I'm not making a judgement on what she did. Just pointing out that, hmmmm, it's complicated! And, Wojtek would probably point out that, like the fellah who joins the Marines, she had a choice. Living in the provinces was a respectable life. Probably about the same as working in a junkyard and living in a trailer in the u.s. It was what they knew. But going to the city to become prostitutes was a way for them to enjoy a life they might not otherwise enjoy and send money home to their families, so they could have something better.
As Mike said, in the service, there's often no choice. Under those conditions, it also isn't only the case that men only want to view them as disposable pieces of meat. They fall in love. They often spend more than they have to because they want this to be something more than "short-time" fucking. They take them to dinner, go dancing with them, get to know them. Etc.
Not denying that there are all kinds of horrible things that go on. Is it Korea where families in the provinces send their daughters to the cities to become hookers?
At 09:32 AM 5/7/2005, Carrol Cox wrote:
>Question: Leaving aside private opinions on sex work, why is it
>necessary for people on a (primarily) political list to announce out
>loud their negative judgments of it?
Well, someone like Alison Jagger would say that you can see in the various positions, contending views of human nature (I think human _being_ is a better word choice) and political practice. She goes on the show, rather convincingly I think, that whether you articulate it or not, the two are deeply intertwined.

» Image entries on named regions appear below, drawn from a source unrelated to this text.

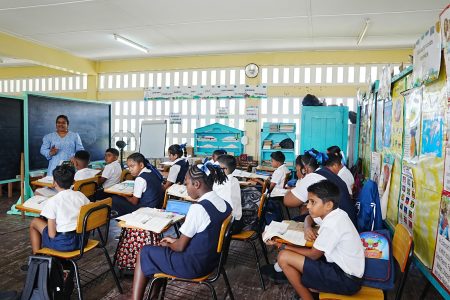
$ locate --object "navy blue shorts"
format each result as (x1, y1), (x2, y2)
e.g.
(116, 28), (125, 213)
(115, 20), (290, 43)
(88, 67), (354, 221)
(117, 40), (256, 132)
(42, 227), (80, 251)
(301, 257), (361, 295)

As I recall, I got into a tussle on the marxism-list with a guy who said that he and his group were debating whether to organize sex workers. He argued that sex work was reproductive labor and, thus, sex workers shouldn't be the primary focus of marxist unionizing efforts. He backed that up with reference to Marx's writing on the topic. I got in his face with a feminist critique of that position. What exactly IS the difference between a hummer and an apple pie? An apple pie used to be the domain of the wife, who made fresh baked goods with her own sweet hands to soothe the troubled soul of the hubby who spent his days in the agonistic, dehumanizing sphere of the market and the political forum. Haven in a heartless world.
A host of jobs, on this view, should be considered reproductive labor--bakers, teachers, nurses, health care aids, housekeepers, hospice workers, dry cleaners, therapists. I wanted to know the difference. What's the difference between producing a fabulous apple pie and producing a fabulous hummer?
No one here has articulated it in quite that way, but they probably do agree with Justin's attempt to fairly outline their position: a sense that _some_ things should simply not be the object of market exchange -- like health care. But their argument is not quite the same argument as Justin would make re: health care.
I don't know who has claimed that sex work is liberatory. Justin said that the class analysis of Hustler was brilliant, revealing the liberatory strivings that underpinned Hustler's approach to porn.
kelley
"We live under the Confederacy. We're a podunk bunch of swaggering pious hicks."